Hello everyone, this is my second blog post on CHI. For this one, we need to address one of two topics: the importance and relevance of version control in cultural heritage projects, and the experience of creating a digital component for a cultural heritage institution. In my time here as a CHI Graduate Fellow, I found both these topics to be inextricably linked as we went through the assigned challenges in teams, namely the Project Pitch Website and the Mapping Memory Challenges. However, even though the first Project Vision Challenge was an entirely text-based one and devoid of code, version control was still paramount, as I worked with my team members on a collaborative Google Doc, wherein we could make our additions and review each other’s sections. Although the specific form of version control within our CHI Challenges has obvious technological connotations, version control itself has always been an integral feature of any substantial project, regardless of medium. The shift to cloud platforms, for instance, has facilitated collaboration among multiple people on the same documents, with Google and Microsoft’s product suites being two prominent end-user-specific examples.
In essence, to talk about one would necessitate talking about the other, seeing as how version control fundamentally informed how we went about actually implementing our project for a cultural heritage institution, and later, our own project vision, in website form. To that end, the introduction of version control certainly helped smoothen collaboration across the two discrete groups I was part of, helped me be cognizant of interdisciplinary differences, and allowed me and my team members to foster strong communication and task management practices. Git, and more GitHub formally reinforced the significance of version control as we worked across the website and desktop app, in conjunction with Visual Studio Code (VS Code).
Version control fundamentally informed how we went about actually implementing our project for a cultural heritage institution, and later, our own project vision, in website form.
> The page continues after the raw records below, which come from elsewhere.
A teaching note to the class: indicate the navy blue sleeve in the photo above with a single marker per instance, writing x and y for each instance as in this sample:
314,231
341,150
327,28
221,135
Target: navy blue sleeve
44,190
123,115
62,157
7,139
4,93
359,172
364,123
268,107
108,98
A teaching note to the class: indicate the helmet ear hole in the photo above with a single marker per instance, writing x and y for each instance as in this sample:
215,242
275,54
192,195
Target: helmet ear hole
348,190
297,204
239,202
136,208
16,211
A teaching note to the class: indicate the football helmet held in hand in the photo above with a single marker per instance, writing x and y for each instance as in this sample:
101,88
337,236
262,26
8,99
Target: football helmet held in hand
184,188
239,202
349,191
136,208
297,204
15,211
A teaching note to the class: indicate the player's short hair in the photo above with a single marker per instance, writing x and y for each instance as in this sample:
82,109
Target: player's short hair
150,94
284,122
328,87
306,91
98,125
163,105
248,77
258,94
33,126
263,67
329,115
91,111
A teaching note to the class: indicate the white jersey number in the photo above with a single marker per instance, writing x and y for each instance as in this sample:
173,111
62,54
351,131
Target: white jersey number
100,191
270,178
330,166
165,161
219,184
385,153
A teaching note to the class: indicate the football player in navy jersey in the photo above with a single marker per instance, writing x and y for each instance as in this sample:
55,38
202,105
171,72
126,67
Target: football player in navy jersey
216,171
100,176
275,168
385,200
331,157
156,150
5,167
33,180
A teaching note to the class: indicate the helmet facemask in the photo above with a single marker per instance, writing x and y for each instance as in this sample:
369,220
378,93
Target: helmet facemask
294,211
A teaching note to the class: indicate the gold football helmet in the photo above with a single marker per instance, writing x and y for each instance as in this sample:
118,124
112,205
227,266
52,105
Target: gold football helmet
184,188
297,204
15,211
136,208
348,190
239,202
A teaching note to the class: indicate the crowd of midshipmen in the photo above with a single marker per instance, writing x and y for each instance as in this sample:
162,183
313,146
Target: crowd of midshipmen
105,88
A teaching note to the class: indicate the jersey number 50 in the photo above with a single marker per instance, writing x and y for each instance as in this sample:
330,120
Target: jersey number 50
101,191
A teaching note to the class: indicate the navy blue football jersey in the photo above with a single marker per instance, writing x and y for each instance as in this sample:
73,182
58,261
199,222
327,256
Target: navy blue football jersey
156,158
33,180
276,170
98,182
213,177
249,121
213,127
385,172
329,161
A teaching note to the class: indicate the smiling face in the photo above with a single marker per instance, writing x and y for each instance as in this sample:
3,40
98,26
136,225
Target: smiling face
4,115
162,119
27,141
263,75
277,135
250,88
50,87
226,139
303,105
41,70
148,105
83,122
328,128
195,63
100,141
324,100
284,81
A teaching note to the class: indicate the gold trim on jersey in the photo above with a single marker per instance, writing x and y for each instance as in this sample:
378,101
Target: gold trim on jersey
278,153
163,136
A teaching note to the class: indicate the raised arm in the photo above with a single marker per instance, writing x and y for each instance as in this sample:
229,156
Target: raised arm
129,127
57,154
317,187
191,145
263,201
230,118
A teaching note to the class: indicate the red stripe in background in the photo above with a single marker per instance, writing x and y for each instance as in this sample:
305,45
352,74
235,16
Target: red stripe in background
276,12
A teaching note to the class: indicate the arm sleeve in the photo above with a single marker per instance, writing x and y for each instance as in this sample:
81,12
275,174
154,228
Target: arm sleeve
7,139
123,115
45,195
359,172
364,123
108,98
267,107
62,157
In our Project Pitch Website Challenge, my team and I worked on an AR-enabled perspective into Robben Island’s cultural heritage and emotional memory. Titled ARobben, our team’s goals were to tie into Robben Island Museum’s already extant digital resources to offer a more direct lens into the diverse experiences of people on the island, including the testimonies of those imprisoned, those in the employ of the South African government, and those involved in wartime activities. Right off the bat, version control came into the way we divided specific sections of our project vision, and we transferred the same practice into GitHub during the coding phase. Creating a digital component for our proposed project meant we each had specific responsibilities as we looked into the methodologies and devices we could use in tandem with the Museum’s resources and in accordance with local and governmental regulations, possible funding partners, design choices in accordance with the existing Museum website, ethical choices vis-à-vis those directly involved with Robben Island as well as technological choices with regards to surveillance and recording, and also projects with a similar scope and intent as part of our environmental scanning process. Version control allowed us to conjoin these disparate aspects of digital component formation into a relatively seamless project vision step-by-step.
Right off the bat, version control came into the way we divided specific sections of our project vision, and we transferred the same practice into GitHub during the coding phase.
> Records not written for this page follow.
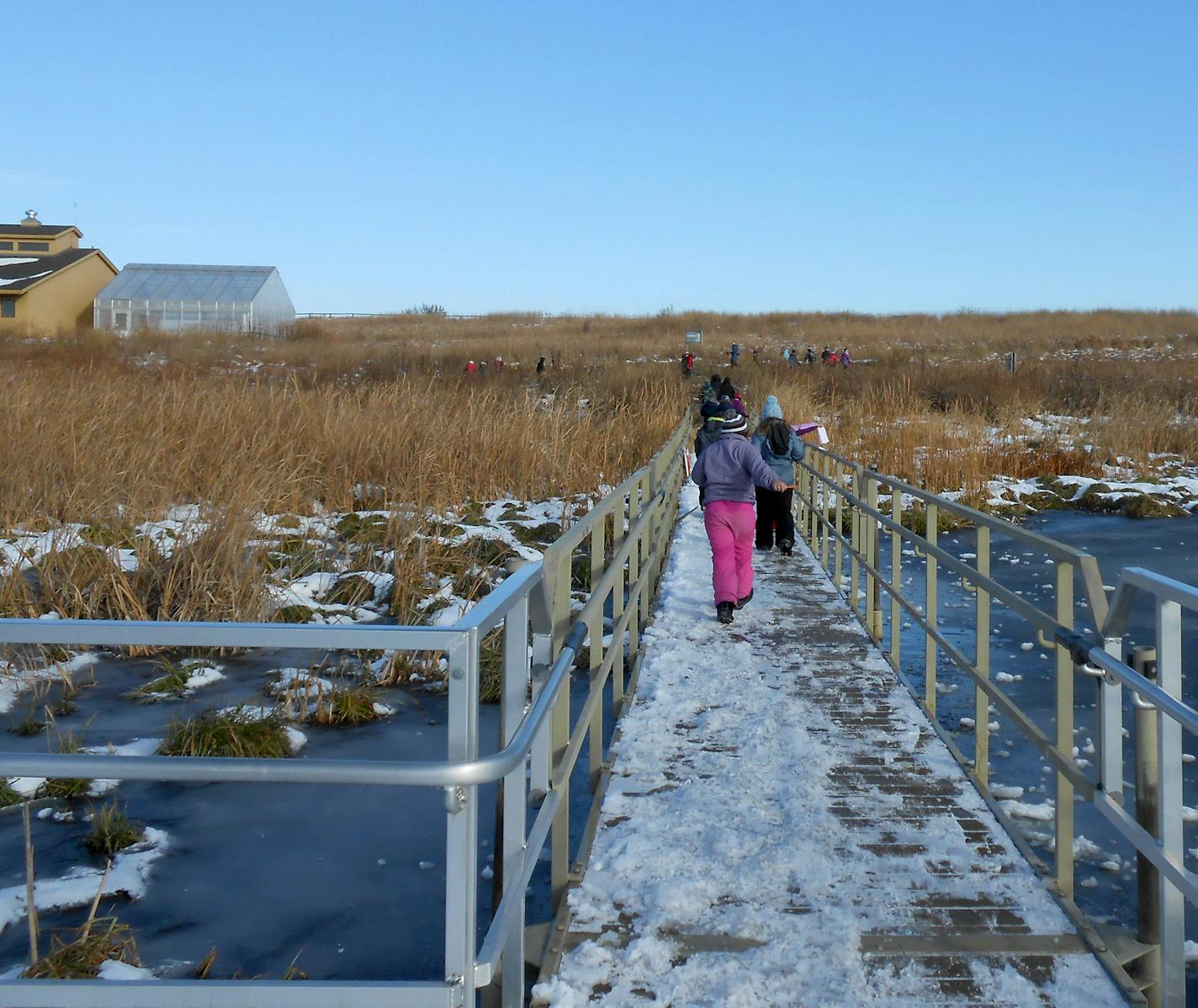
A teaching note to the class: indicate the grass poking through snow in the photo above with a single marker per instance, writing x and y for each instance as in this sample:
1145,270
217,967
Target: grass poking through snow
234,733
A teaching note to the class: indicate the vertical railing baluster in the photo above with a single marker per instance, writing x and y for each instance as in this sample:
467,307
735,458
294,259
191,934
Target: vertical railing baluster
461,819
838,520
931,533
598,559
981,662
895,578
516,691
1169,799
1064,815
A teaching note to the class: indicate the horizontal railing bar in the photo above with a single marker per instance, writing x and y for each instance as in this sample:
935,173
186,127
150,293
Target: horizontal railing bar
576,533
1084,650
225,994
997,591
1028,728
489,612
1053,548
1148,845
1161,586
164,633
234,770
492,945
Because code repositories on VS Code do not take too well to real-time changes from multiple collaborators, version control became invaluable as each of us gradually incorporated our ideas into the website sections we assigned amongst ourselves. Teething issues predictably came into the fray as we engaged with these platforms for the first time, with our many changes conflicting and not resulting in the outcomes we hoped for. But the way in which version control is intrinsic within the platforms we were working with, we could always revert back to a “safe state” for the project; a checkpoint of sorts from where we could retry adding a new section or a new feature to our pitch website.

This effect of version control was similar in the Mapping Memories Challenge as well where I, now part of a new team, implemented a project with a more personal touch. The project was entitled Mapping East Lansing Memories, and enclosed fifteen specific sites across our college town that each of us visited when we first arrived here. Going about the process of mapping the coordinates of these locations, deciding on a map design by virtue of Bootstrap options, and finalizing our individual marker appearance, all involved a kind of version control even beyond GitHub itself. A seemingly simple aspect of communication among multiple parties suddenly called for a surprisingly robust version control practice, which seeped into every aspect of not just the project, but more crucially, of how we went about building it.
For me, the Challenges have certainly created a tangible appreciation for version control in the process of digital component creation in the service of cultural heritage. As we head into the next phase of introducing our Projects, I hope for these lessons to act as safeguards against suboptimal practices of project management and data maintenance.